Le fédéral prendra en charge la redevance infrastructure pour les trains de nuit

L’État fédéral prendra en charge la redevance d’utilisation de l’infrastructure ferroviaire ainsi que les coûts de l’énergie de traction pour les exploitants des trains de nuit. Un avant-projet de loi en ce sens a été validé la semaine dernière en conseil des ministres, annonce le ministre de la Mobilité Georges Gilkinet mercredi. Le budget prévu est de 2 millions d’euros.
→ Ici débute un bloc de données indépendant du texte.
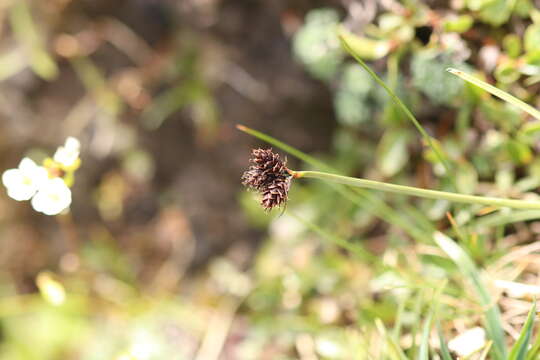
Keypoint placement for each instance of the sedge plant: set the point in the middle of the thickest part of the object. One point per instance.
(269, 175)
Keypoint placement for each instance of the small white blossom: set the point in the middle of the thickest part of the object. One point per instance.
(68, 154)
(23, 182)
(53, 197)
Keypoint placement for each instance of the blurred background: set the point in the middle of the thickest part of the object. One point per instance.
(164, 255)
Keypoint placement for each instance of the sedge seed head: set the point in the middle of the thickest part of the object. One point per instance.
(269, 176)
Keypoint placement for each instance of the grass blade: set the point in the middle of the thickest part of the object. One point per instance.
(485, 352)
(519, 350)
(445, 353)
(429, 140)
(497, 92)
(395, 350)
(423, 354)
(469, 270)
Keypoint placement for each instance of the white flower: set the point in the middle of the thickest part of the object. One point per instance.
(53, 197)
(68, 154)
(23, 182)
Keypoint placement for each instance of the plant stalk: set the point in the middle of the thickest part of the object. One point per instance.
(413, 191)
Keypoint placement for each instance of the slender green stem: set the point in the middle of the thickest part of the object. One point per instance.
(413, 191)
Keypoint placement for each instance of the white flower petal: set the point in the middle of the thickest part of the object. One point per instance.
(68, 154)
(22, 183)
(27, 165)
(52, 198)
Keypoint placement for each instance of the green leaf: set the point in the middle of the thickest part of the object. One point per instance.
(365, 48)
(469, 270)
(519, 152)
(466, 178)
(459, 24)
(512, 45)
(519, 350)
(497, 12)
(532, 38)
(429, 140)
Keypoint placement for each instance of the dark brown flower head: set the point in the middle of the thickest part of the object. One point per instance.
(268, 175)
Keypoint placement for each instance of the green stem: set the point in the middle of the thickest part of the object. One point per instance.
(413, 191)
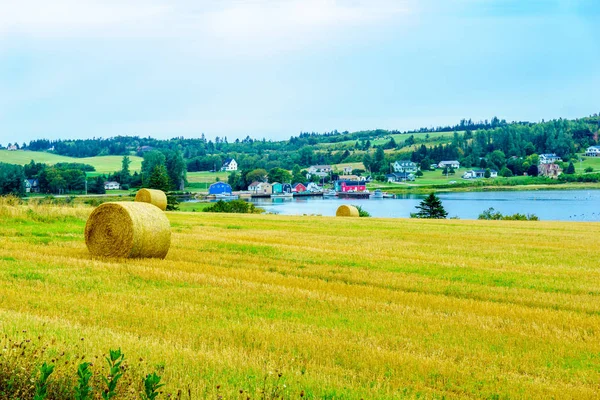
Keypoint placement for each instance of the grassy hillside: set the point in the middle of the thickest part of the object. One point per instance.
(103, 164)
(336, 308)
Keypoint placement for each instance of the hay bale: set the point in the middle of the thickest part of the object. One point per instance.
(128, 230)
(152, 196)
(346, 211)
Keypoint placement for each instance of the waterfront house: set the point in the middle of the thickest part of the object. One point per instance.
(261, 188)
(112, 185)
(313, 187)
(298, 188)
(405, 166)
(593, 151)
(549, 158)
(449, 164)
(400, 177)
(479, 173)
(319, 170)
(549, 170)
(219, 188)
(229, 165)
(350, 186)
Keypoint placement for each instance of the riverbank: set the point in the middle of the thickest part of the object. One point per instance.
(491, 187)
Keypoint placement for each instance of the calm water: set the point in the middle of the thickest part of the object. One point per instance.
(561, 205)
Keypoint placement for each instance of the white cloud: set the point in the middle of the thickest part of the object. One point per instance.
(229, 19)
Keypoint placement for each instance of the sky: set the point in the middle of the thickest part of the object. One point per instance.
(274, 68)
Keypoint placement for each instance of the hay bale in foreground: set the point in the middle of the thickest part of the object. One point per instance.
(152, 196)
(129, 230)
(347, 211)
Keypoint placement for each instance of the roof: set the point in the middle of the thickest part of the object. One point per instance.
(405, 162)
(353, 183)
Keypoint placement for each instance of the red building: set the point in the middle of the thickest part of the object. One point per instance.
(298, 188)
(350, 186)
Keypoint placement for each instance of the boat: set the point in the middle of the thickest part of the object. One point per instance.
(377, 194)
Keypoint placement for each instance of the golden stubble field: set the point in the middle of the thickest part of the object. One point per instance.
(340, 308)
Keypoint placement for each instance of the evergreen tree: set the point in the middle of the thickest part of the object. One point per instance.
(431, 207)
(125, 175)
(159, 179)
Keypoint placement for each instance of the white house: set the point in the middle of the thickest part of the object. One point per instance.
(450, 164)
(229, 165)
(405, 166)
(549, 158)
(112, 185)
(479, 173)
(593, 151)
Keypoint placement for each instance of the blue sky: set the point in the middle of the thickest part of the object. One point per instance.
(265, 68)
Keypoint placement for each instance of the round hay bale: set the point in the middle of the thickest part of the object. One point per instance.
(346, 211)
(128, 230)
(152, 196)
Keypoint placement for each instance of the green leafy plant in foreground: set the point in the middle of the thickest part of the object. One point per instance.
(114, 360)
(151, 386)
(83, 390)
(41, 386)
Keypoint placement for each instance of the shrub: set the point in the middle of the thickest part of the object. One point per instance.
(491, 214)
(234, 206)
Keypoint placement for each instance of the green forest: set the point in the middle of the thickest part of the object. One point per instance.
(510, 148)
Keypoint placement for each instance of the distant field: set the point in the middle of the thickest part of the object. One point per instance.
(332, 308)
(103, 164)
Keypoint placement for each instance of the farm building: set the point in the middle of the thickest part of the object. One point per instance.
(405, 166)
(229, 165)
(112, 185)
(313, 187)
(549, 170)
(32, 186)
(219, 188)
(350, 186)
(449, 164)
(549, 158)
(298, 188)
(593, 151)
(400, 177)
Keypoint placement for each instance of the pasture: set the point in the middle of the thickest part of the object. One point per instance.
(103, 164)
(324, 307)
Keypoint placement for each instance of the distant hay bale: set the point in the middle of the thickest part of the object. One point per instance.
(152, 196)
(346, 211)
(128, 230)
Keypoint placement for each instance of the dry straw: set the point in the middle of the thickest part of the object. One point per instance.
(346, 211)
(128, 230)
(152, 196)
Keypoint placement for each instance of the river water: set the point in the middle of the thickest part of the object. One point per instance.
(558, 205)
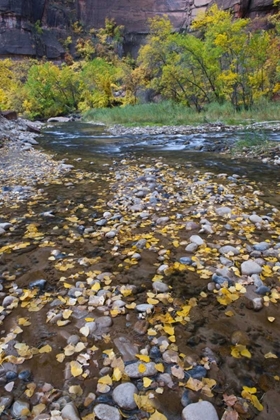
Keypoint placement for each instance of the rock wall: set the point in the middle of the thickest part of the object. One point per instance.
(20, 35)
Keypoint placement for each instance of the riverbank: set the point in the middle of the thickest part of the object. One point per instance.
(267, 152)
(140, 276)
(22, 167)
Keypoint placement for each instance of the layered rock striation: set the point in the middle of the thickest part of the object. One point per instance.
(35, 27)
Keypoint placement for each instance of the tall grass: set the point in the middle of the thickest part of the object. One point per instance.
(169, 113)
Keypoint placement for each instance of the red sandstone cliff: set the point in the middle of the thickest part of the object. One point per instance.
(20, 36)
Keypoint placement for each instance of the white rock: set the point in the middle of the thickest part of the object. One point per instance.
(70, 412)
(223, 211)
(106, 412)
(111, 234)
(228, 248)
(18, 408)
(123, 395)
(254, 218)
(202, 410)
(144, 307)
(158, 286)
(132, 370)
(196, 239)
(250, 267)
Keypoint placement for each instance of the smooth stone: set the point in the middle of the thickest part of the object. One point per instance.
(250, 267)
(162, 220)
(126, 348)
(6, 401)
(5, 226)
(101, 222)
(141, 243)
(104, 322)
(192, 226)
(257, 280)
(132, 370)
(123, 395)
(9, 300)
(225, 261)
(162, 269)
(191, 248)
(136, 256)
(166, 379)
(110, 234)
(201, 410)
(186, 260)
(160, 287)
(254, 218)
(262, 246)
(106, 412)
(198, 372)
(40, 284)
(185, 399)
(228, 248)
(223, 211)
(18, 407)
(171, 356)
(196, 239)
(262, 290)
(144, 307)
(117, 304)
(70, 412)
(239, 337)
(141, 326)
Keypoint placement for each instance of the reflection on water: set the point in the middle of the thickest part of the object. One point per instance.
(93, 145)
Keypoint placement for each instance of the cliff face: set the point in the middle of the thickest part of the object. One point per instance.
(34, 27)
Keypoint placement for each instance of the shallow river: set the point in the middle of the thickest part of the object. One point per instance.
(156, 222)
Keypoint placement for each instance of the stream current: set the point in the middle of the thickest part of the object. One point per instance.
(104, 235)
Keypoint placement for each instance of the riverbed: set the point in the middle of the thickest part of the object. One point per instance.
(130, 270)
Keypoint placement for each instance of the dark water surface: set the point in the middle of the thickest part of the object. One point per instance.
(91, 146)
(66, 249)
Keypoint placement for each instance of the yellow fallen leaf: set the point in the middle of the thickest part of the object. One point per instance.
(143, 357)
(194, 384)
(84, 330)
(105, 380)
(168, 329)
(38, 409)
(271, 319)
(24, 322)
(270, 355)
(142, 368)
(45, 349)
(76, 389)
(66, 313)
(152, 301)
(117, 374)
(159, 367)
(76, 368)
(147, 382)
(60, 357)
(157, 416)
(143, 402)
 «Le succès du Nightjet, le train de nuit entre Bruxelles et Vienne, montre tout le potentiel de ce moyen de déplacement entre capitales européennes.»
«Le succès du Nightjet, le train de nuit entre Bruxelles et Vienne, montre tout le potentiel de ce moyen de déplacement entre capitales européennes.» ©AFP

L’objectif affiché de ce cadre légal est d’aider les opérateurs à abaisser leurs charges et "permettre donc de faciliter l’activité et aider de nouveaux opérateurs à se lancer."

"Le succès du Nightjet, le train de nuit entre Bruxelles et Vienne, montre tout le potentiel de ce moyen de déplacement entre capitales européennes. C’est une des raisons qui m’ont poussé à proposer cette loi, qui est une première européenne. Par là, le gouvernement fédéral souhaite que la Belgique joue un rôle moteur dans la volonté européenne de développer des liaisons ferroviaires internationales plus nombreuses et plus rapides entre les grandes villes d’Europe, avec l’ambition particulière de faire de Bruxelles un véritable pôle ferroviaire international", commente le ministre, cité dans un communiqué.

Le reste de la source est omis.